It's been a bumper week of contemporary music at the Barbican, with Nico Muhly and the Britten Sinfonia, Bang on a Can, and Krzysztof Penderecki and Jonny Greenwood all taking the stage. The diversity of talents and styles on display can only be encouraging, and last night's offering was a fitting climax to a fascinating week.

The Penderecki/Greenwood concert, performed by a strings-only AUKSO Chamber Orchestra with both Marek Mos and Penderecki himself conducting, was in the odd position of being at once the most avant-garde of the week's three offerings, and also the most populist. Avant-garde because of the works peformed – especially Penderecki's iconic, bold early 1960s works Threnody for the Victims of Hiroshima and Polymorphia – and populist, inevitably, because Greenwood is the lead guitarist from Radiohead and would sell out any venue at the drop of a hat. But anyhow, it was thrilling to see a packed house in the Barbican Hall, and delightful to be a part of the evening's hushed, reverential atmosphere. Everyone seemed fascinated by the concert, and the intensity of attention which was focused on the performers would put many a more 'traditional' concert audience to shame.

The programme alternated works by the two composers, Greenwood's Popcorn Superhet Receiver following Penderecki's Threnody, and Greenwood's 48 Responses to Polymorphia very logically positioned after Polymorphia itself. Jonny Greenwood has often spoken of his deep interest in Penderecki's music, and the setup this evening had a sort of master-and-pupil air to it. Victory for the master was inevitable, but the exchange was productive.

Penderecki's Threnody was originally composed as an abstract work entitled 8'37'', and only gained its dedication after the composer heard it performed live. It is an incredibly, unaccountably moving work requiring an unremittingly bizarre range of effects from the string players, at once experimental and completely assured in technique and sound.

Its composer is an incredible conductor to watch in action. For the majority of the piece, he beat no pulse, preferring instead just to gesture dramatically at different sections. But his control and influence were never in question, and the performance was an exquisitely choreographed crescendo of dense, dramatic effects. The percussive parts, where the players beat their instruments in complex rhythms, were intense, and the whirlwind climax was immaculately realised and deeply emotive.

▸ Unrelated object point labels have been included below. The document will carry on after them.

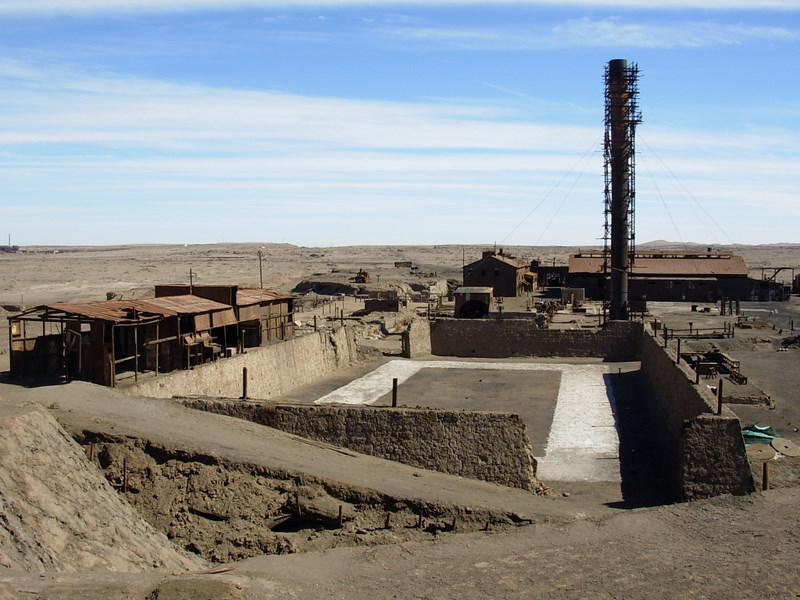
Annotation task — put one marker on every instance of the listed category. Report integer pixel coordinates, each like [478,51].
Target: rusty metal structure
[112,341]
[621,117]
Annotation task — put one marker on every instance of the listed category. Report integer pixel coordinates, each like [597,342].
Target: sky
[345,122]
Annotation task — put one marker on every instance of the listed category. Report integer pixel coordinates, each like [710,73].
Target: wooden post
[113,360]
[260,273]
[158,337]
[136,353]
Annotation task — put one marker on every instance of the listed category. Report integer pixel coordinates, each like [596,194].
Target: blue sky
[336,122]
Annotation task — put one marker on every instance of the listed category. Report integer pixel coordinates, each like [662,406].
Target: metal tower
[621,117]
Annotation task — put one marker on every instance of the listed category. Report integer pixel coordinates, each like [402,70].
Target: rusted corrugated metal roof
[677,264]
[178,305]
[118,311]
[255,296]
[107,310]
[514,262]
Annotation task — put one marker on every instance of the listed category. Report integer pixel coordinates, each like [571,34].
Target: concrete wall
[417,339]
[705,452]
[479,445]
[502,338]
[271,370]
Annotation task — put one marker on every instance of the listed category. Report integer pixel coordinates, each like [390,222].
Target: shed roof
[508,260]
[256,296]
[118,311]
[672,263]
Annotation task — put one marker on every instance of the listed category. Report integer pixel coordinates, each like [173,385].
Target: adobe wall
[271,370]
[479,445]
[705,451]
[504,338]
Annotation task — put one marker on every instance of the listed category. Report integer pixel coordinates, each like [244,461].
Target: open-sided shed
[104,341]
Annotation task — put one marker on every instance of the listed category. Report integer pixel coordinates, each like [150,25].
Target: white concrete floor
[583,444]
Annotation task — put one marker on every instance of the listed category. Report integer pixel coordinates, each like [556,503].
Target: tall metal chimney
[621,117]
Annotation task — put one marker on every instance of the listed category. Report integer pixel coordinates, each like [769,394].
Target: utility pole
[260,272]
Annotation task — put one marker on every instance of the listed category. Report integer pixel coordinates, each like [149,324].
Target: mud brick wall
[480,445]
[503,338]
[705,452]
[271,370]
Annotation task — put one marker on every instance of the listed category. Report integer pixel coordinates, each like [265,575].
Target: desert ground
[580,541]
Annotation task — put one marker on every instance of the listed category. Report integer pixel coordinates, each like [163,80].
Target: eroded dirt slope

Polymorphia has its similarities, but is maybe a touch more cerebral, a slower, softer build-up with fewer strange effects but more harmonic depth. It famously ends with a pure C major chord, utterly unexpected after the harsh sonic texture which comes before. Penderecki on stage was at his most enthralling just before this conclusion, gesturing wildly to his players as if to say 'Stop, stop!', conducting completely from within his own conception of the piece's logic.

Greenwood's 48 Responses each take the C major chord as a starting-point, and seem to explore different ways to drag this chord back into the context of harmonic and textural avant-gardism. With a polystylism ranging from neo-baroque chorales to funky rhythmic riffs, via Pendereckian blocks of sound and occasional atonal melodies, the work was fascinatingly diverse. It had, though, set itself an impossible task; Penderecki's chord is basically impossible to justify, and Greenwood's piece sounded very much like a tribute rather than a completely stand-alone composition. The returning C major chords, furthermore, began to seem repetitious, and the orchestra's always-rich, romantic sound for them was varied little.

The piece inhabited a similar soundworld to Popcorn Superhet Receiver, an earlier piece by Greenwood, and the influence of Penderecki was always clear but never completely overbearing. Both composers communicate substantially through texture and orchestral colour, and both seem born to write for strings. Greenwood's harmonic language has a softer, tonal edge, and occasionally subsides into heavy, pulsating rhythmic sections which recall his pop-music heritage – but these elements fuse into a fresh vocabulary. Structurally, his pieces were not completely compelling, and while enjoyable, they lacked the sense of dramatic architecture which is second nature to Penderecki. Both works were conducted ably by Marek Mos, whose elaborate, florid conducting style made for amusing contrast with the aphoristic Penderecki’s.

The pieces were all accompanied by films: abstract pieces designed specially, tying into the Barbican's recent Kinoteka Polish Film Festival. They were visually engaging but did not add a huge amount to the more-engaging music. Even more superfluous were the lighting effects, which were often very literal interpretations of the music: there was a deep red for the dramatic bits, and Polymorphia's C major chord was given a completely redundant white glow, which was so on-the-nose as to threaten to undermine this moment's radicalness. Music as coherent and interesting as all of this programme does not need effects to make it work; this evening's music stands up alone as a celebration of two fascinating creative minds.